Reading Apache Beam Programming Guide — 4. Transforms (Part 1)

Chengzhi Zhao
Data Engineering Space
8 min readJul 19, 2019

--

This blog post is part of Reading Apache Beam Programming Guide series. We are going to discuss the most data-intensive topic: Transforms! I will break this topic into three parts as the documentation demonstrates details for it.

Part 1. Transforms Overview, Core Beam Transforms (ParDo, GroupByKey, CoGroupByKey)

Part 2. Core Beam Transforms Continue (Combine, Flatten, Partition)

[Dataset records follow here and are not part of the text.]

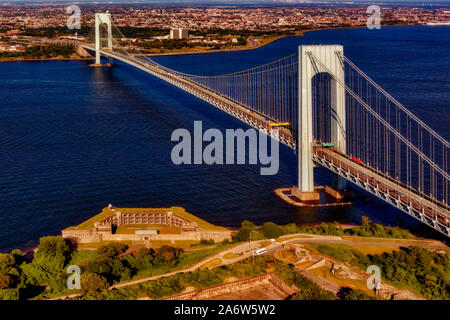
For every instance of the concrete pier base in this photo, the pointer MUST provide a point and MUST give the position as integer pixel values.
(337, 195)
(295, 197)
(99, 65)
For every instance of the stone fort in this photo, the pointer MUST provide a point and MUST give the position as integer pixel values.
(101, 227)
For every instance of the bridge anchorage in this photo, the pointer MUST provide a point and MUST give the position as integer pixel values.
(331, 113)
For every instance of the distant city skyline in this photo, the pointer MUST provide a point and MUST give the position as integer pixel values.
(236, 2)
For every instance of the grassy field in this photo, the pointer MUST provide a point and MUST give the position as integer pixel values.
(230, 255)
(178, 211)
(210, 264)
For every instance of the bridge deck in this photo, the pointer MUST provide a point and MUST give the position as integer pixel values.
(409, 200)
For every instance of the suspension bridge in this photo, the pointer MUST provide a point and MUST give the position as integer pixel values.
(326, 109)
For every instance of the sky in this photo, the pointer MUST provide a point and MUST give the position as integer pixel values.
(241, 2)
(237, 1)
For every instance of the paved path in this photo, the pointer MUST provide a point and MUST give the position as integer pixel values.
(244, 251)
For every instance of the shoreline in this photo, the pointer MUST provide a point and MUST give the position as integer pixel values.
(44, 59)
(300, 33)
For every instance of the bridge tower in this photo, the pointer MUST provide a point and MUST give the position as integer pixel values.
(102, 19)
(329, 57)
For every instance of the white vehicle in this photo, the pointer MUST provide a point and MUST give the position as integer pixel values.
(260, 251)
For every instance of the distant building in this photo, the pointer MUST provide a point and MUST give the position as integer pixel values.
(179, 33)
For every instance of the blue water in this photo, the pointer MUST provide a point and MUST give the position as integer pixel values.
(73, 139)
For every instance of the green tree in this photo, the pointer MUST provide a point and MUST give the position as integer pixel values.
(53, 253)
(112, 250)
(91, 283)
(6, 281)
(7, 262)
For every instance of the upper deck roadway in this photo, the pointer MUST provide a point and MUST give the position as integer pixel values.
(428, 210)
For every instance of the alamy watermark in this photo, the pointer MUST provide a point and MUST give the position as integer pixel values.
(74, 20)
(374, 21)
(374, 280)
(189, 150)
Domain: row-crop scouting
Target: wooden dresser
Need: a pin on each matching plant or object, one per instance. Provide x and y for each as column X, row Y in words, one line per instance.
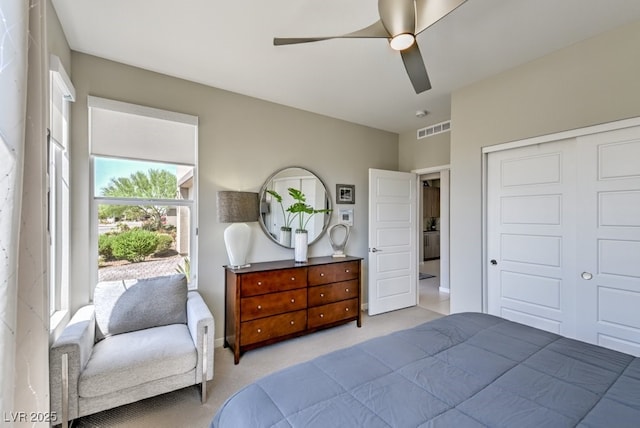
column 273, row 301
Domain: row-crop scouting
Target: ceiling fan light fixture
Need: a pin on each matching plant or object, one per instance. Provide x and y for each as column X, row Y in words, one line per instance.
column 402, row 41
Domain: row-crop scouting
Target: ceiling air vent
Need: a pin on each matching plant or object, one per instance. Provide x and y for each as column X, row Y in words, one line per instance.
column 438, row 128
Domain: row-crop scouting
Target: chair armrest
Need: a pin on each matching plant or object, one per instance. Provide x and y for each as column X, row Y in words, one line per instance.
column 76, row 341
column 199, row 318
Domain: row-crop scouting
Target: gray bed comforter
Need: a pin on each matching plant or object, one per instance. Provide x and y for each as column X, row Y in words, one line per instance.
column 463, row 370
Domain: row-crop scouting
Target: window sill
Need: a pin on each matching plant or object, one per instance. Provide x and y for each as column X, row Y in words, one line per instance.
column 57, row 322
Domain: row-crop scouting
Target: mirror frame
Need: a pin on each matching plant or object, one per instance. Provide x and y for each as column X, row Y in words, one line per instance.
column 327, row 216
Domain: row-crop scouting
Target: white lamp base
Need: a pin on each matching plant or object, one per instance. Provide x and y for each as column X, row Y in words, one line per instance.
column 237, row 238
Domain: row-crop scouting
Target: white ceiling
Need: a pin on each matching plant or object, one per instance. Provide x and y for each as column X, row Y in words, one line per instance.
column 229, row 45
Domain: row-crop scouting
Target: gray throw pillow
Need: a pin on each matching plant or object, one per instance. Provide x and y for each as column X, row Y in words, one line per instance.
column 130, row 305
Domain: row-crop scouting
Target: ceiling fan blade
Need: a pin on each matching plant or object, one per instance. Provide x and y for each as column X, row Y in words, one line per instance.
column 398, row 16
column 428, row 12
column 416, row 69
column 373, row 31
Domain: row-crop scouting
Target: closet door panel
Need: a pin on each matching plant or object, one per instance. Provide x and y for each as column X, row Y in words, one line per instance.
column 608, row 252
column 531, row 235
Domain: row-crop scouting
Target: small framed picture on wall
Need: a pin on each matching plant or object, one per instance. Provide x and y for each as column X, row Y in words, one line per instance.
column 346, row 216
column 345, row 194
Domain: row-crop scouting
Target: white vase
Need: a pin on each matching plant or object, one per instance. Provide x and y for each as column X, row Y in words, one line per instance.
column 301, row 246
column 285, row 237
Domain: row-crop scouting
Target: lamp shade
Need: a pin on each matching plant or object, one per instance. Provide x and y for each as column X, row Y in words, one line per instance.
column 238, row 207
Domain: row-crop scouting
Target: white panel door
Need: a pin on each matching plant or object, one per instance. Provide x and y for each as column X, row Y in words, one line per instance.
column 393, row 231
column 609, row 240
column 531, row 235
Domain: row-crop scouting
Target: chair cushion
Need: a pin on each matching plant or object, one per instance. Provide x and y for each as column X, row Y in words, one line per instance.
column 131, row 359
column 129, row 305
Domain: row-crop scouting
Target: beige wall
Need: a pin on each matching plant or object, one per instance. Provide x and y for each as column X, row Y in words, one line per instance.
column 31, row 392
column 424, row 153
column 592, row 82
column 242, row 141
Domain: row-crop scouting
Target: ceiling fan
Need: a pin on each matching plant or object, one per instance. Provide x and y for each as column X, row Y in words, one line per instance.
column 400, row 22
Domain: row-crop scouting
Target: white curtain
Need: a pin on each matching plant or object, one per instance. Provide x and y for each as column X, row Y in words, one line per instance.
column 23, row 107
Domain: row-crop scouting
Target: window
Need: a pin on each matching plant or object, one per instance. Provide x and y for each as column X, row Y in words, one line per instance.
column 61, row 93
column 143, row 191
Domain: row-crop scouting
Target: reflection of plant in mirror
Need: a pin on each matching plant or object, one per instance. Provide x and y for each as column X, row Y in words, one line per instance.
column 287, row 216
column 300, row 208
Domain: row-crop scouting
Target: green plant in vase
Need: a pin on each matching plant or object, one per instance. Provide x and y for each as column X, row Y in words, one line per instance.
column 288, row 217
column 302, row 210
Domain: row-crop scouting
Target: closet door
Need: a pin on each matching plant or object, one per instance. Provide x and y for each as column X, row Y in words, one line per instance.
column 608, row 251
column 531, row 235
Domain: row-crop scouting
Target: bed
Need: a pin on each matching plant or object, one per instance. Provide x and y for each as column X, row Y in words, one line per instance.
column 462, row 370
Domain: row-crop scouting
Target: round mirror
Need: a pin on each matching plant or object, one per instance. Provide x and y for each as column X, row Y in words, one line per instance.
column 277, row 220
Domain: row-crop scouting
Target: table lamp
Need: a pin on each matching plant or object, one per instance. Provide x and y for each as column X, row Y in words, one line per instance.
column 237, row 208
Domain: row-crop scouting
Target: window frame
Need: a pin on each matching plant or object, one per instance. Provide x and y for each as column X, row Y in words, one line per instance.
column 61, row 95
column 96, row 200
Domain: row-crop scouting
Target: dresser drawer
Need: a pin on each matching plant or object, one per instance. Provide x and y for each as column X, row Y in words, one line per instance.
column 272, row 304
column 272, row 327
column 276, row 280
column 323, row 294
column 335, row 272
column 327, row 314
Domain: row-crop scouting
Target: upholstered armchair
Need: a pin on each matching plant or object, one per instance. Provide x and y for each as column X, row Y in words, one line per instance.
column 138, row 339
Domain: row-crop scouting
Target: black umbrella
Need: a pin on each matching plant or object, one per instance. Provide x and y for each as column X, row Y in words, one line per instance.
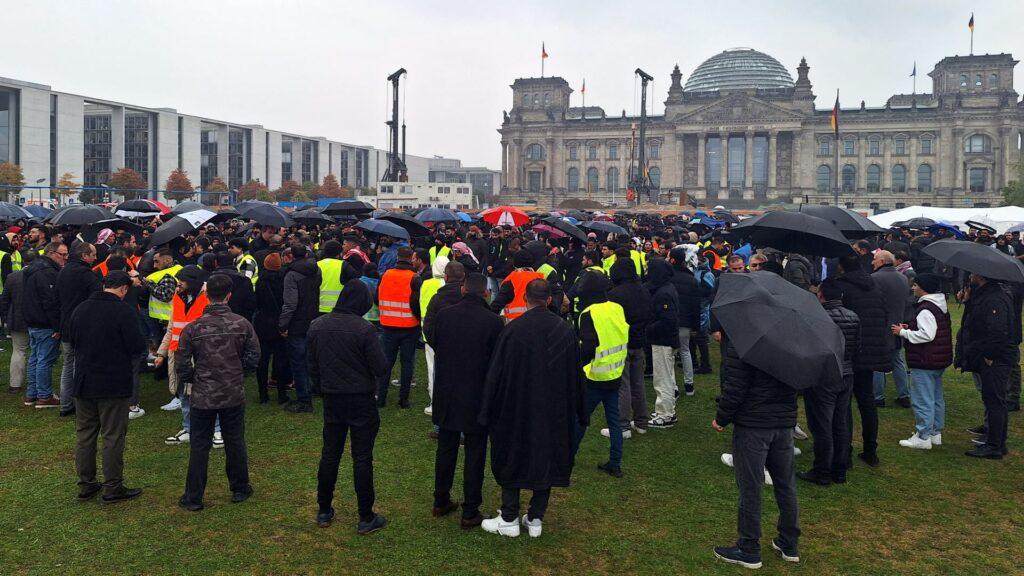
column 794, row 232
column 779, row 329
column 849, row 222
column 268, row 214
column 565, row 227
column 347, row 207
column 412, row 225
column 80, row 215
column 981, row 259
column 179, row 225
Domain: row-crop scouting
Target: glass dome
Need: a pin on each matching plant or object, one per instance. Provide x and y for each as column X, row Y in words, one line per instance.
column 738, row 69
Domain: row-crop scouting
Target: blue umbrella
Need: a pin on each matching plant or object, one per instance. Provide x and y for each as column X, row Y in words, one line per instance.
column 384, row 228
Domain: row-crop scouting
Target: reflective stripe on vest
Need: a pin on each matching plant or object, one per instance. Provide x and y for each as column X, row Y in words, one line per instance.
column 330, row 283
column 180, row 318
column 519, row 279
column 395, row 291
column 442, row 251
column 159, row 310
column 612, row 337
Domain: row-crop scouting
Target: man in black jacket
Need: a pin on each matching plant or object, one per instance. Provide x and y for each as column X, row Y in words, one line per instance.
column 463, row 336
column 75, row 284
column 764, row 412
column 105, row 333
column 345, row 362
column 42, row 316
column 986, row 347
column 861, row 295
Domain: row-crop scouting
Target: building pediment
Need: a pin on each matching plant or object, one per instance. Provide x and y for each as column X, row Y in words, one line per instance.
column 738, row 109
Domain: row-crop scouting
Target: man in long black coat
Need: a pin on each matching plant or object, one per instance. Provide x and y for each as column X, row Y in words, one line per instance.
column 463, row 336
column 534, row 398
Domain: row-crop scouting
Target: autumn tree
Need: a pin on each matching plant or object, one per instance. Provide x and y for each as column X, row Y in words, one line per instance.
column 178, row 187
column 130, row 183
column 10, row 175
column 215, row 192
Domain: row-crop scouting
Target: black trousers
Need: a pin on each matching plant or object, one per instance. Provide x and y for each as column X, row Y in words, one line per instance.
column 863, row 391
column 753, row 451
column 232, row 427
column 344, row 413
column 510, row 503
column 827, row 411
column 472, row 477
column 993, row 395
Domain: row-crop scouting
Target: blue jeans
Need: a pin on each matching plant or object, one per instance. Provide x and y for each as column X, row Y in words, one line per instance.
column 45, row 350
column 928, row 402
column 300, row 373
column 609, row 398
column 398, row 343
column 899, row 376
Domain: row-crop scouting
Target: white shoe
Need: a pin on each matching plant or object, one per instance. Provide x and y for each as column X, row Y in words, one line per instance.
column 498, row 525
column 181, row 438
column 534, row 527
column 915, row 442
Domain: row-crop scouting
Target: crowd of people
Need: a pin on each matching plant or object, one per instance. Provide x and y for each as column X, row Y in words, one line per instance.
column 524, row 335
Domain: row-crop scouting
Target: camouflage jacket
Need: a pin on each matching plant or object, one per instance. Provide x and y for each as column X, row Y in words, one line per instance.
column 213, row 354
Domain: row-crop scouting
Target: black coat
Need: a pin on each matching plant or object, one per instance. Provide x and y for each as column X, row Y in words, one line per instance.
column 753, row 398
column 463, row 336
column 534, row 399
column 105, row 335
column 861, row 295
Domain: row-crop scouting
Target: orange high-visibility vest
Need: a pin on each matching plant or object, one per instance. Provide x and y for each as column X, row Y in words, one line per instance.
column 394, row 293
column 180, row 319
column 519, row 280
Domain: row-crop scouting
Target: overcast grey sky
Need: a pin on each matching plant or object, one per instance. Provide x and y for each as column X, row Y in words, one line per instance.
column 318, row 68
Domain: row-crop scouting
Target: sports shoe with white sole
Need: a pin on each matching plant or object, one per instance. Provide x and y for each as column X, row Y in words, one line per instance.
column 534, row 527
column 498, row 525
column 916, row 442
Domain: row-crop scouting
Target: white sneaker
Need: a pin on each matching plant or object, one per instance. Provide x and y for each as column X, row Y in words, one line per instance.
column 915, row 442
column 498, row 525
column 181, row 438
column 534, row 527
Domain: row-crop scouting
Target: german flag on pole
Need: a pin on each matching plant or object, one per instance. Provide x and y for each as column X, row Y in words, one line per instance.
column 835, row 118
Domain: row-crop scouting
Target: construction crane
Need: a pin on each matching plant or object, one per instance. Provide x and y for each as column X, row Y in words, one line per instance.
column 396, row 169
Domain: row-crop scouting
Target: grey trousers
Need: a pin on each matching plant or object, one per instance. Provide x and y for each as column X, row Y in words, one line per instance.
column 753, row 451
column 107, row 418
column 633, row 393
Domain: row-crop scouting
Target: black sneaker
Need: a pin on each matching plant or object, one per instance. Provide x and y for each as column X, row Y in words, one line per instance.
column 790, row 553
column 372, row 526
column 324, row 519
column 733, row 554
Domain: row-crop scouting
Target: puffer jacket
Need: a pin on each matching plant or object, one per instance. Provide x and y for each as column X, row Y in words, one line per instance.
column 753, row 398
column 863, row 297
column 850, row 325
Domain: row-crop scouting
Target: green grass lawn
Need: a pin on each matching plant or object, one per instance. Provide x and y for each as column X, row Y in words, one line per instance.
column 920, row 512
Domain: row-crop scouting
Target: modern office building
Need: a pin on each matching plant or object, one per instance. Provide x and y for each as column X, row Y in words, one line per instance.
column 48, row 133
column 741, row 132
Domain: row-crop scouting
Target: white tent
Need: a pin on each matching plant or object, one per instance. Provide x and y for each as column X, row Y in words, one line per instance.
column 999, row 218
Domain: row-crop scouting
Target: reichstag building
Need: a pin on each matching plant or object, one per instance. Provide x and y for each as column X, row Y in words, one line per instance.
column 741, row 132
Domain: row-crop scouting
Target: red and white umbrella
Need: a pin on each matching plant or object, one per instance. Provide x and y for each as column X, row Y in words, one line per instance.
column 505, row 215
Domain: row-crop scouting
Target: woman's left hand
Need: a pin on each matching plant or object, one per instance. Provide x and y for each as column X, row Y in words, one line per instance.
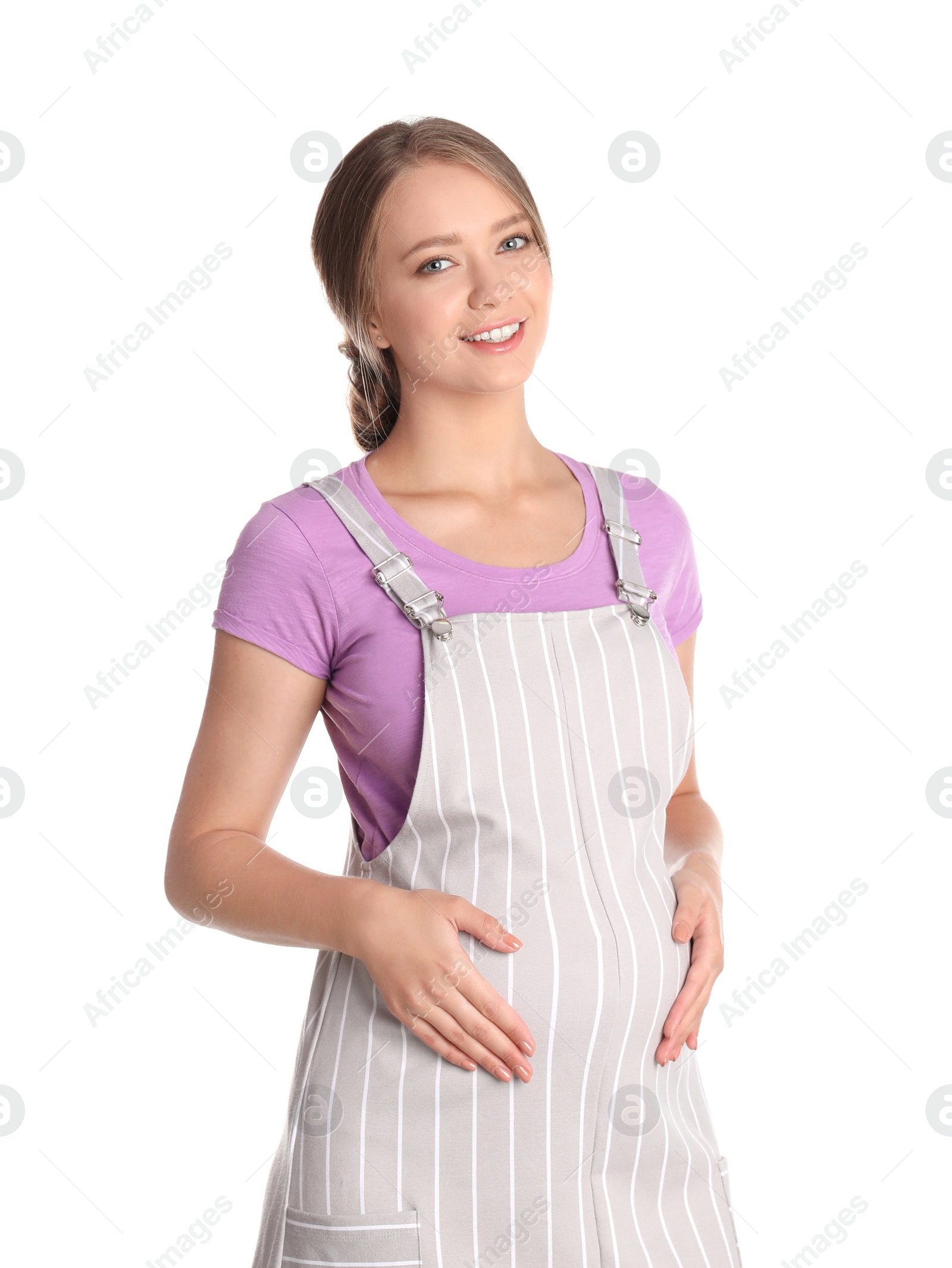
column 699, row 917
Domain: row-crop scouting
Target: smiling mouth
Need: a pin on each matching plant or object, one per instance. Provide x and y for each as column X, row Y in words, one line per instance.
column 499, row 335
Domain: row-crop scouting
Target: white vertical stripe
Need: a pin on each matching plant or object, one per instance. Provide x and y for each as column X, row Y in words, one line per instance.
column 599, row 1011
column 363, row 1101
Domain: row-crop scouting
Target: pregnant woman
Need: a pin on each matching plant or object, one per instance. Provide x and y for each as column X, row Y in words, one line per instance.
column 509, row 694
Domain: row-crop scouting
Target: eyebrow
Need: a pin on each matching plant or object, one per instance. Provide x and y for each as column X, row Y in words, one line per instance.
column 454, row 239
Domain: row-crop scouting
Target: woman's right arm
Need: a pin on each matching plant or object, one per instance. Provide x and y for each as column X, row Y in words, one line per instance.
column 220, row 873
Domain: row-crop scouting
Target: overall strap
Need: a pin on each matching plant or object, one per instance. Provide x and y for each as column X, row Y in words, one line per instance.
column 392, row 569
column 624, row 542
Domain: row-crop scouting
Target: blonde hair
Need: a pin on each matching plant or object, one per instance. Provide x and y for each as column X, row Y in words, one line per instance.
column 346, row 235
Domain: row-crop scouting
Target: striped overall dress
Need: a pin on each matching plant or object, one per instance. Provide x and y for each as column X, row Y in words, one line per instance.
column 552, row 745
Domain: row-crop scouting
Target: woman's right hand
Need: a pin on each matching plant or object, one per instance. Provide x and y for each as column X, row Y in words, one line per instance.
column 410, row 944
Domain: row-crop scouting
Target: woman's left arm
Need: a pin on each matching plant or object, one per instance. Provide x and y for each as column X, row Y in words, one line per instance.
column 693, row 850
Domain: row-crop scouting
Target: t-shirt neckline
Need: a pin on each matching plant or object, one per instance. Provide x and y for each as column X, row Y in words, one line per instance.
column 400, row 528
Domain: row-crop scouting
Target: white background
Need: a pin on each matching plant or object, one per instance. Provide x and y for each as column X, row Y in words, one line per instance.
column 818, row 458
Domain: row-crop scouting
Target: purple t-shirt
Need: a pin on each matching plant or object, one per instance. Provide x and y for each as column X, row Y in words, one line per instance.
column 298, row 585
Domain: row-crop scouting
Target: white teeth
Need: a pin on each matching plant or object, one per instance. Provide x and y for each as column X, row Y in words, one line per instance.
column 493, row 336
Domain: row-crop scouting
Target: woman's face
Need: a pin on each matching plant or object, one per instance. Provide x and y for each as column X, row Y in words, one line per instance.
column 458, row 259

Part 3. Side input, additional output, and composite transforms

Github for this post: https://github.com/ChengzhiZhao/read-apache-beam-programming-guide/tree/master/src/main/java/com/beam/programming/guide/chapter4

Transforms Overview

Transforms are the core of streaming applications, which allows you to provide the business logic on what to do with the data.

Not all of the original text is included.